Açıkçası Noel çılgınlığı bittiği için memnunum. Hem yetimhanede hem evde iki haftamız Noel hazırlıklarıyla geçti. Her yer ışıklandırıldı, evler süslendi, çocukların hediyeleri paketlendi. Sokakta her gece bir geçit töreni vardı. 24 Aralık’a kadar her gün devam edecek dedi Mari. İnsanlar ellerinde fenerler, sırtlarında Meryem Ana ve Josef heykelciklerini taşıyan bir tahtırevan, ziller çalarak yürüyorlar. İsa’nın doğumu için uygun bir yer aradıklarını sembolize ediyormuş bu yürüyüş. Heykeller her gece bir ailenin evinde kalıyor ve o evi onurlandırıyor. Geçit töreni bitince de gelsin havai fişekler, kızkaçıranlar.   

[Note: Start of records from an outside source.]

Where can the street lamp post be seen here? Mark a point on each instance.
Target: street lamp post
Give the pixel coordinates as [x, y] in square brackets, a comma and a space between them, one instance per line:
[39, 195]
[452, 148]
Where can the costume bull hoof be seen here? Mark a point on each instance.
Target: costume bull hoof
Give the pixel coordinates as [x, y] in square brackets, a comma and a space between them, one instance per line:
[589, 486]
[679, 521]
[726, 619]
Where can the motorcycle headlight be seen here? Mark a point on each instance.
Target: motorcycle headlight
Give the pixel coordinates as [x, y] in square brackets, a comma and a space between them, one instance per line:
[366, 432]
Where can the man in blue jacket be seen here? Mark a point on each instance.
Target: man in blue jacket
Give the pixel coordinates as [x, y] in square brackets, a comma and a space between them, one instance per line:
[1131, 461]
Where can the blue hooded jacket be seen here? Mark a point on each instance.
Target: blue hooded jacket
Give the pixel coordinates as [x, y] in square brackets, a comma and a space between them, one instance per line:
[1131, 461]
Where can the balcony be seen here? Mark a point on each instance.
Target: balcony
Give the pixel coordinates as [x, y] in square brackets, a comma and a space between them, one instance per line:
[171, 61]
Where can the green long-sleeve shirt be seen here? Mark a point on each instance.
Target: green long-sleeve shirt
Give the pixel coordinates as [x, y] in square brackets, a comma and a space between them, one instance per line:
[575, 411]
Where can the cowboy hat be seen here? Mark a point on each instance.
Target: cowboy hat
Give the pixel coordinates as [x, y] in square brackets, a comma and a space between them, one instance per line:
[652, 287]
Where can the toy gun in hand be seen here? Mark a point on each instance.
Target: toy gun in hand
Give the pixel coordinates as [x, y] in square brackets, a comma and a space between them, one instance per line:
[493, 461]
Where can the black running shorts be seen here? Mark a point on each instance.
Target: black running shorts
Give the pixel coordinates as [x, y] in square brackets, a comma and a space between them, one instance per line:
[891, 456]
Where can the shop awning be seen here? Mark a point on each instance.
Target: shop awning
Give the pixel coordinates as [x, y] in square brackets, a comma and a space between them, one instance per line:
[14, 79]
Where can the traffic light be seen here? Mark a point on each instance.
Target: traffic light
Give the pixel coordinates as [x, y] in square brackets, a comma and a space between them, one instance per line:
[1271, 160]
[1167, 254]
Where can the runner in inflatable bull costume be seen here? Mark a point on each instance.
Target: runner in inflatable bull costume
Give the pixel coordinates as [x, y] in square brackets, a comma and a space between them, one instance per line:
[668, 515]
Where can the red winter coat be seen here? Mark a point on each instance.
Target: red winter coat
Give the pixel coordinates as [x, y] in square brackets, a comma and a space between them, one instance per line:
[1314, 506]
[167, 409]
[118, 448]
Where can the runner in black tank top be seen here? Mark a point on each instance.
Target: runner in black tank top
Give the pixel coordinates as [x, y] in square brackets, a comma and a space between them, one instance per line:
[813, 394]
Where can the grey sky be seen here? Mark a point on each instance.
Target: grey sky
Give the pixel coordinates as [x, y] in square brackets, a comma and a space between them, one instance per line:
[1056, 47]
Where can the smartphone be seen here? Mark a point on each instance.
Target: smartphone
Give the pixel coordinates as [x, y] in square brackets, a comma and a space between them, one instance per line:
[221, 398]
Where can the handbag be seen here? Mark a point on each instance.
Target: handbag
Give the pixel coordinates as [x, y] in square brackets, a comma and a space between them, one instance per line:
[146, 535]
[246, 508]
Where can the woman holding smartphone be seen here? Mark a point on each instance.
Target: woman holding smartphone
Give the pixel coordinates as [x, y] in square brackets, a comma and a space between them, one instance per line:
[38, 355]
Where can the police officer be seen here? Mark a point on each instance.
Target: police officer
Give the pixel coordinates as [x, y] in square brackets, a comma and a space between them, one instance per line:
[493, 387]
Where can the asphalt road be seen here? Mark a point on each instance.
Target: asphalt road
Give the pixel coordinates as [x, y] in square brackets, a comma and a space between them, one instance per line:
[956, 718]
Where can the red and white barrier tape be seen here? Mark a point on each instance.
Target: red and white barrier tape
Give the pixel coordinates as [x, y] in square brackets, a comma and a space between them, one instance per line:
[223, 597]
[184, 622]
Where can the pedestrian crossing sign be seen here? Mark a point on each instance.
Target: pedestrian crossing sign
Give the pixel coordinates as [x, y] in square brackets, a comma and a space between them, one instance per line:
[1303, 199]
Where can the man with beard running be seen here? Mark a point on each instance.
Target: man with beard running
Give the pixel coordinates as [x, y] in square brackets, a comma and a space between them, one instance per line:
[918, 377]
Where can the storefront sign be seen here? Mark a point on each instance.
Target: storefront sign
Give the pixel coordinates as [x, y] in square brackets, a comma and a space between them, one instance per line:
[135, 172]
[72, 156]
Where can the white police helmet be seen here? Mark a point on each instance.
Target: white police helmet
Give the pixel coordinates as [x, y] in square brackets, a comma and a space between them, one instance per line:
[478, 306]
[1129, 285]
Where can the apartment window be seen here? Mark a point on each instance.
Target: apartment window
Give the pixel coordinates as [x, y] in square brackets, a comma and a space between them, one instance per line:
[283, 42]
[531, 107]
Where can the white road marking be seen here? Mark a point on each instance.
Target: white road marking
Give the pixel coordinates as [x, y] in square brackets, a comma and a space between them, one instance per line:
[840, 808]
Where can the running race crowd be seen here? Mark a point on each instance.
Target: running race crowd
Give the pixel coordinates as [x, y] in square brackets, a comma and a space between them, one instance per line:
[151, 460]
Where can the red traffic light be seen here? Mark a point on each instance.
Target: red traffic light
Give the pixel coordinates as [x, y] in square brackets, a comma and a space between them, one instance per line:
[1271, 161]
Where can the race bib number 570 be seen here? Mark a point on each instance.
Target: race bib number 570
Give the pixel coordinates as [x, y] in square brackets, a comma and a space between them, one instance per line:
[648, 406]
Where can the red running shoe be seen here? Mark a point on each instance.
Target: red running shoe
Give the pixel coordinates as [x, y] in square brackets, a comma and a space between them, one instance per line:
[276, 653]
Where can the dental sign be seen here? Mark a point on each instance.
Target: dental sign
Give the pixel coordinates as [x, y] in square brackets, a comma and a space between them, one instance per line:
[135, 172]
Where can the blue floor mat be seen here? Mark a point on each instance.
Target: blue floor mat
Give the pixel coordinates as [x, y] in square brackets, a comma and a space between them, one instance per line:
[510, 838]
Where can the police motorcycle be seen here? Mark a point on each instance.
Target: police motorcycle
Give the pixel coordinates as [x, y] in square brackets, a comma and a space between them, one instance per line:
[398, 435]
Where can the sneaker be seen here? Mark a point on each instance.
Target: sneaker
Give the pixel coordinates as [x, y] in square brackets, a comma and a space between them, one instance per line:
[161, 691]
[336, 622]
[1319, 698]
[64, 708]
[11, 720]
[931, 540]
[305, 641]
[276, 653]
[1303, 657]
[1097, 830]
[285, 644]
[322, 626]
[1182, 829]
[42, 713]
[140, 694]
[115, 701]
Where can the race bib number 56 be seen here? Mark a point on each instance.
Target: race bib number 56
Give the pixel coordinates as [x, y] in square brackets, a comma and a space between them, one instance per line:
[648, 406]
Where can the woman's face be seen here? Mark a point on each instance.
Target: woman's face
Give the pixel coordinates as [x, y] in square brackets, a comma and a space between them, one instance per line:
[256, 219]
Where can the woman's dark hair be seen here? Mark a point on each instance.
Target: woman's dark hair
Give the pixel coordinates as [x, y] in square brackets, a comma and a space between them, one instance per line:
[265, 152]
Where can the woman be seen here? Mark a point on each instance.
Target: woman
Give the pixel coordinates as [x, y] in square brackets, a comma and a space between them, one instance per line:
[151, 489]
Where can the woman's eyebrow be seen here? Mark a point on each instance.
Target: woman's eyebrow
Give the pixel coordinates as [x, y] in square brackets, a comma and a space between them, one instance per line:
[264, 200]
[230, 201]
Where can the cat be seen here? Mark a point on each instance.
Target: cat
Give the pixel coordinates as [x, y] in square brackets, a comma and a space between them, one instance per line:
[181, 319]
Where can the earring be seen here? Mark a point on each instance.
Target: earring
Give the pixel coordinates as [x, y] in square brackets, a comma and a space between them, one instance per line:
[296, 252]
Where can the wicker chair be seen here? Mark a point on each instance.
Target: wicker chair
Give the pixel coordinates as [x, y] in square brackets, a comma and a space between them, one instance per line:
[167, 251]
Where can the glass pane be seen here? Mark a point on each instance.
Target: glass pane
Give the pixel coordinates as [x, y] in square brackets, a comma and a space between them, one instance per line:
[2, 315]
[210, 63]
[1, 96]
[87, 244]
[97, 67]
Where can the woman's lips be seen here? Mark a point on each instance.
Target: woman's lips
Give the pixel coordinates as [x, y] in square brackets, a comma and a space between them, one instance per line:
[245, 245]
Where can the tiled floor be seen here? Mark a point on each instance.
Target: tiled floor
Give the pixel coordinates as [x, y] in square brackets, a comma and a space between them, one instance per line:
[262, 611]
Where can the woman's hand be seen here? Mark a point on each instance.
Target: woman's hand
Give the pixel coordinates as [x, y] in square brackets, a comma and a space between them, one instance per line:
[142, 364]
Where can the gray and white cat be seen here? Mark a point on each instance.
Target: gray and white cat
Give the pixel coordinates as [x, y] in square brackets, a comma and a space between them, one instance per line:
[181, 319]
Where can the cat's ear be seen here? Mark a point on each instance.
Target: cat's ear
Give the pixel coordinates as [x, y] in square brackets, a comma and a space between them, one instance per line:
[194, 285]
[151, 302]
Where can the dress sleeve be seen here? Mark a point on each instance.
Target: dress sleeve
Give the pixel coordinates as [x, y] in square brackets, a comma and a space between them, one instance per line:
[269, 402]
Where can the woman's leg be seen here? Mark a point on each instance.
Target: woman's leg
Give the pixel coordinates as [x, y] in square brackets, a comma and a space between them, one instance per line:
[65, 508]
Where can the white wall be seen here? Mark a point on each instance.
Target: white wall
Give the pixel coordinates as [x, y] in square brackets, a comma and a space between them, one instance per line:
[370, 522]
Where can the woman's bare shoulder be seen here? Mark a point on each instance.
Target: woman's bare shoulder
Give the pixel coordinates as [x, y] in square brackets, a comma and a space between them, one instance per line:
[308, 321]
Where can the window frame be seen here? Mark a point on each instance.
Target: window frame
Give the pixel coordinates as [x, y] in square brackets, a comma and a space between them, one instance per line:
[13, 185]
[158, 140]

Burada Hıristiyan olmayan tek kişi ben olduğum için herkesin gözü benim üzerimdeymiş gibi geliyor. Sadece kuruntu belki ama nedense kendimi herkesten çok çalışmak zorunda hissediyorum. Yetimhanedeki çocukların hediyelerinin hepsini tek tek ben paketledim. Hediyeler giysilerden oluştuğu için aman çocukların isimlerini, yaşlarını karıştırmadan paket yapayım diye debelendim. Yetimhanenin ortasına kurulmuş olan ve İsa’nın doğduğu köyü sembolize eden büyük masanın süslemelerinin birçoğu benim elimden geçti. Çocukluğumun TRT’si sağolsun; çocuklara origami ya da el işleri yapmayı öğreten programlar vardı. Okuldan gelince televizyonun karşısına geçer saatlerce bu programları izlerdim. 36 yaşımda, Guatemala’da, Noel hazırlıkları için işe yarayacağını nereden bilirdim...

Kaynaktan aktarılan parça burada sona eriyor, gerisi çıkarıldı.